- Born: 20 May 1904 Meynell Langley, Derbyshire, England
- Died: 29 September 1935 (aged 31) Nahaaqi Pass, Khyber Pass, British India
- Buried: Guides Chapel, Mardan, British India
- Allegiance: United Kingdom
- Branch: British Indian Army
- Service years: 1926–1935
- Rank: Captain
- Unit: 12th Frontier Force Regiment
- Conflicts: Mohmand campaign of 1935
- Awards: Victoria Cross Military Cross
- Relations: Hugo Anthony Meynell (son)

= Godfrey Meynell =

Recipient of the Victoria Cross

Godfrey Meynell, (20 May 1904 – 29 September 1935) was a British Indian Army officer and a recipient of the Victoria Cross, the highest award for gallantry in the face of the enemy that can be awarded to British and Commonwealth forces.

==Early life and education==
Meynell was the son of an army officer who was also named Godfrey Meynell, by his wife Edith Violet Cammell. He won a scholarship to Eton College. He was commended to Cyril Connolly when he arrived there as a boy with character.

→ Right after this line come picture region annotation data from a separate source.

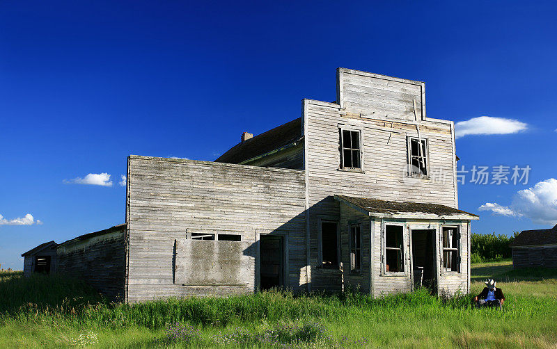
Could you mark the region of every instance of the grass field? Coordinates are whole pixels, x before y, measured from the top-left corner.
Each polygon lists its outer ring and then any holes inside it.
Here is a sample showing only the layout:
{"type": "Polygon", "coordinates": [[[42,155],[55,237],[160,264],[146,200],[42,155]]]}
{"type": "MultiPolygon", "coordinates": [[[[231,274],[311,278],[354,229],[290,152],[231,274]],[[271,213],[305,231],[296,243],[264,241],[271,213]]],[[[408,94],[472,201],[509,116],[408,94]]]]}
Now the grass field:
{"type": "Polygon", "coordinates": [[[470,295],[263,292],[228,298],[110,303],[83,283],[0,273],[0,348],[557,348],[557,270],[473,264],[472,295],[487,277],[505,309],[470,295]],[[79,295],[79,296],[76,296],[79,295]]]}

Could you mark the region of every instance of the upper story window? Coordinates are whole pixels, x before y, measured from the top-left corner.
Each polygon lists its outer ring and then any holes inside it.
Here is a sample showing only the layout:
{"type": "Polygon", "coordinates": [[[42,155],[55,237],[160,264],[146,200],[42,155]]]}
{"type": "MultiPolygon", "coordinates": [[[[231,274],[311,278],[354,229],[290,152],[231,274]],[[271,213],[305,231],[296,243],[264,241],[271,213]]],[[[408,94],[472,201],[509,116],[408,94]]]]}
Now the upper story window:
{"type": "Polygon", "coordinates": [[[361,134],[340,129],[340,168],[361,169],[361,134]]]}
{"type": "Polygon", "coordinates": [[[427,177],[429,175],[427,140],[417,137],[408,138],[408,175],[427,177]],[[420,142],[421,140],[421,143],[420,142]]]}

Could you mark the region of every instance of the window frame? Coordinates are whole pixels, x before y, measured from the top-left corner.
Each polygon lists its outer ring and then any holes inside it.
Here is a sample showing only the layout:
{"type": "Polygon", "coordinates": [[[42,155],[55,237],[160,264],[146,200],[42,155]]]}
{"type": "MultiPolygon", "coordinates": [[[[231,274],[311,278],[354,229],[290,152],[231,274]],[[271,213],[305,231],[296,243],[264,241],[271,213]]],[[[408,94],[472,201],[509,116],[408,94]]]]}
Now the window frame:
{"type": "Polygon", "coordinates": [[[406,136],[406,163],[407,170],[406,171],[406,176],[412,178],[421,178],[423,179],[430,179],[430,139],[427,136],[422,136],[420,135],[418,138],[418,135],[409,135],[407,134],[406,136]],[[419,142],[419,140],[421,139],[422,141],[425,141],[425,152],[423,155],[425,157],[425,174],[420,174],[420,175],[414,175],[411,172],[411,165],[412,165],[412,146],[411,142],[412,140],[415,139],[419,142]]]}
{"type": "MultiPolygon", "coordinates": [[[[462,227],[459,225],[441,225],[441,229],[439,229],[439,249],[441,250],[440,252],[440,266],[441,270],[443,274],[462,274],[462,227]],[[455,229],[457,231],[457,234],[458,234],[458,247],[444,247],[443,245],[443,238],[444,238],[444,228],[448,229],[455,229]],[[457,252],[457,270],[453,270],[451,269],[448,269],[445,268],[445,250],[448,250],[452,252],[456,251],[457,252]]],[[[451,239],[452,243],[452,239],[451,239]]]]}
{"type": "Polygon", "coordinates": [[[215,233],[189,233],[189,238],[191,240],[203,240],[205,241],[213,241],[217,240],[217,234],[215,233]],[[205,238],[210,237],[212,238],[205,238]]]}
{"type": "Polygon", "coordinates": [[[348,241],[349,241],[349,243],[348,243],[348,247],[349,247],[348,256],[349,256],[350,263],[350,273],[351,273],[360,274],[361,273],[361,266],[362,266],[361,265],[362,265],[362,261],[363,261],[362,254],[361,254],[361,250],[362,250],[362,248],[361,248],[362,247],[362,234],[361,233],[362,233],[363,228],[363,225],[361,222],[352,223],[352,224],[349,224],[348,225],[348,241]],[[356,228],[356,227],[359,229],[359,236],[358,236],[359,245],[358,245],[357,247],[354,246],[354,240],[352,238],[352,228],[356,228]],[[357,250],[359,250],[359,252],[360,252],[359,258],[358,259],[359,259],[358,262],[359,263],[359,268],[354,268],[355,266],[352,265],[352,253],[353,253],[354,251],[357,251],[357,250]]]}
{"type": "Polygon", "coordinates": [[[408,256],[407,238],[405,232],[407,231],[406,222],[383,221],[381,228],[381,275],[382,276],[408,276],[408,256]],[[402,247],[401,257],[402,259],[402,271],[386,270],[386,227],[389,225],[401,227],[402,228],[402,247]]]}
{"type": "Polygon", "coordinates": [[[338,170],[340,171],[347,171],[347,172],[361,172],[363,173],[363,132],[361,127],[356,127],[350,125],[345,125],[345,124],[338,124],[338,152],[339,152],[339,165],[338,165],[338,170]],[[356,149],[354,148],[347,148],[348,149],[352,150],[359,150],[360,154],[360,167],[359,168],[349,168],[344,166],[344,137],[343,133],[345,131],[348,131],[351,132],[358,132],[359,133],[359,149],[356,149]]]}
{"type": "Polygon", "coordinates": [[[317,219],[317,263],[320,268],[338,268],[342,266],[340,261],[340,224],[338,219],[333,218],[319,218],[317,219]],[[334,223],[336,225],[336,266],[323,265],[323,223],[334,223]]]}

After an initial amount of bullying by Meynell of Connolly the two became firm friends as described in Enemies of Promise. He married "Jill", Sophia Patricia (Jill) Lowis, at the Guides Chapel in Mardan on 31 January 1933; both were speakers of Urdu. Their eldest son Godfrey was born on 20 July 1934.

==Military career==
Meynell had graduated 13th at the Royal Military Academy Sandhurst before he volunteered for the British Indian Army. He was awarded the Military Cross in 1933 for his work in Chitral.

===Victoria Cross===
Meynell was thirty-one years old, and a captain in the 5th Battalion (Queen Victoria's Own Corps of Guides), 12th Frontier Force Regiment during the 1935 Mohmand Campaign in British India.

On 29 September 1935 at Mohmand, in the Nahaqi Pass within the Khyber Pass on the North West Frontier, in the final phase of an attack, Meynell, seeking information on the most forward troops, found them involved in a struggle against an enemy vastly superior in numbers. He at once took command, and with two Lewis guns and about thirty men, maintained a heavy and accurate fire on the advancing enemy, whose overwhelming numbers nevertheless succeeded in reaching the position and putting the Lewis guns out of action. In the hand-to-hand struggle which ensued, Meynell was mortally wounded, but the heavy casualties inflicted on the enemy prevented them from exploiting their success.

His body is laid to rest at the Guides Chapel in Mardan, near Peshawar in the North West Frontier Province (of what is now Pakistan), where he and his wife were married.

Three months after he was killed, news of the award of the VC arrived at Meynell Langley on 24 December 1935. Three months later their second son, Hugo Anthony Meynell, was born on 24 March 1936. His widow received the VC at a ceremony at Buckingham Palace on 14 July 1936, the only one to be bestowed by Edward VIII.